Due to my interest in anthropology from a young age, there was never a question as to what I would major in at UNLV. The various opportunities to participate in archaeological excavations as an undergraduate student cemented that decision and led to some of the biggest highlights of my UNLV career, such as traveling to Belize to participate in the excavations at Caracol with Drs. Arlen and Diane Chase. Mesoamerica has always been a part of the world I was particularly interested in due to their affiliation with atlatl use, and the opportunity to excavate such an impressive and important site is an experience I will never forget.
You are on the Board of Directors for the World Atlatl Association and you were a featured guest on the @ologies Podcast discussing atlatls and experimental archaeologyYou have also shared your atlatl expertise in other ways, like workshops offered with the Las Vegas Natural History Museum. What is an atlatl? How did you get into atlatlling? And what is the best thing about atlatls?
An atlatl is a spear throwing tool about 60cm in length that uses leverage to propel a thin spear or dart further than it could be thrown by hand. The oldest atlatl ever excavated, which was found in France, has been dated to 17,500 BCE, however bio-archaeological evidence suggests that atlatl use may go back as far as 30,000 BCE. I first learned about atlatls in elementary school, but did not make or throw one myself until I was 13 years old. I joined the World Atlatl Association in high school and started entering atlatl throwing competitions. In 2018 I was elected to the Board of Directors for the World Atlatl Association, a position I still hold today.
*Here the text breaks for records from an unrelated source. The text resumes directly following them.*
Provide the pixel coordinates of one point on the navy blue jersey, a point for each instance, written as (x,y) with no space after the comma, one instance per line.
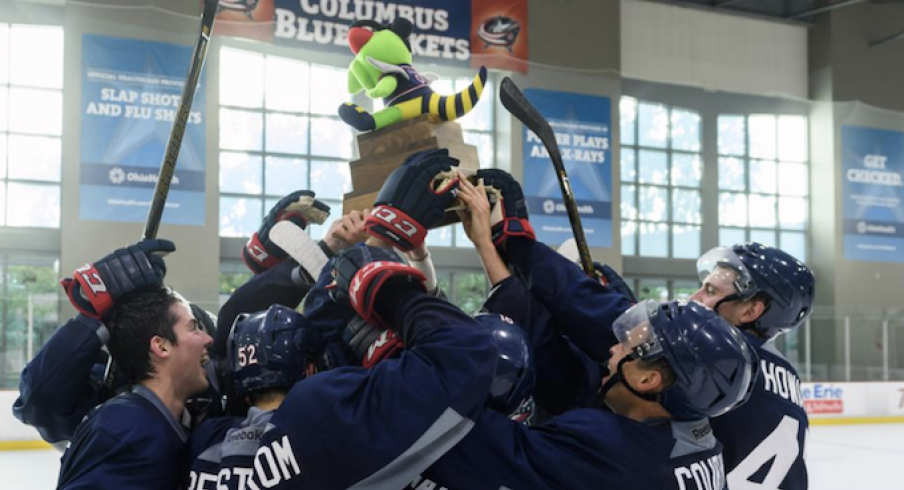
(764,439)
(581,307)
(566,377)
(274,286)
(221,451)
(62,383)
(131,441)
(353,427)
(582,449)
Over the past 5 years I have conducted dozens of atlatl throwing workshops and events in the Las Vegas area. I have a passion for education and teaching, and realized quickly that the hands-on nature of experimental archaeology makes it a phenomenal tool for teaching general concepts of archaeology and anthropology to the public, especially K-12 school children. I have partnered with multiple schools looking to supplement their student's world history curriculum, and have taught students as young as 7 years old how to throw atlatls, twist their own cordage, or even make coil pots. Atlatls have a particularly rich history in Nevada, with sites like Lovelock Cave and Atlatl Rock scattered across the desert where multiple atlatl artifacts and petroglyphs have been found. This gives these workshops extra significance for the students, allowing them to tangibly interact with the history of their home.
Appearing on the Ologies podcast gave me the opportunity to speak passionately about atlatls to an audience of hundreds of thousands of listeners all around the world, and introduce even more people to this aspect of history that they probably never heard of before. The COVID-19 pandemic has been both a blessing and a curse for my atlatl endeavors. While I have not been able to conduct nearly as many in-person workshops as I have in previous years, the advent of online classroom technology like Zoom pushed me to adapt and create digital presentations that I can give virtually to classrooms all across the country, working with teachers to ensure that I am enriching each class's specific curriculum as much as possible. These teaching and education opportunities are by far the most rewarding and exciting aspect of my atlatl 'career.'
You'll be graduating soon from UNLV. What do you hope to do after graduation? What advice do you have for your fellow students to get the most from their UNLV Anthropology experience?
After graduation I will be taking a year off before applying for grad school. In that off year I plan on working full time at a K-12 schools I've done workshops with in the past, working on my teaching abilities as a substitute teacher and developing new ways to incorporate hands-on archaeology projects into the social studies curriculum for multiple grade levels. I will of course continue to host and compete in atlatl competitions, and host atlatl events at other schools and museums in Las Vegas. I plan on eventually going to grad school for an MSc in Experimental Archaeology before pursuing a career in science/museum education.
For other students pursuing their BA in Anthropology, I would recommend getting involved. Whether it's joining the UNLV Anthropology Society, participating in research in one of the many labs on campus, or participating in archaeological excavations, getting involved is the best way to both find your passion within anthropology and get the most out of your undergraduate experience.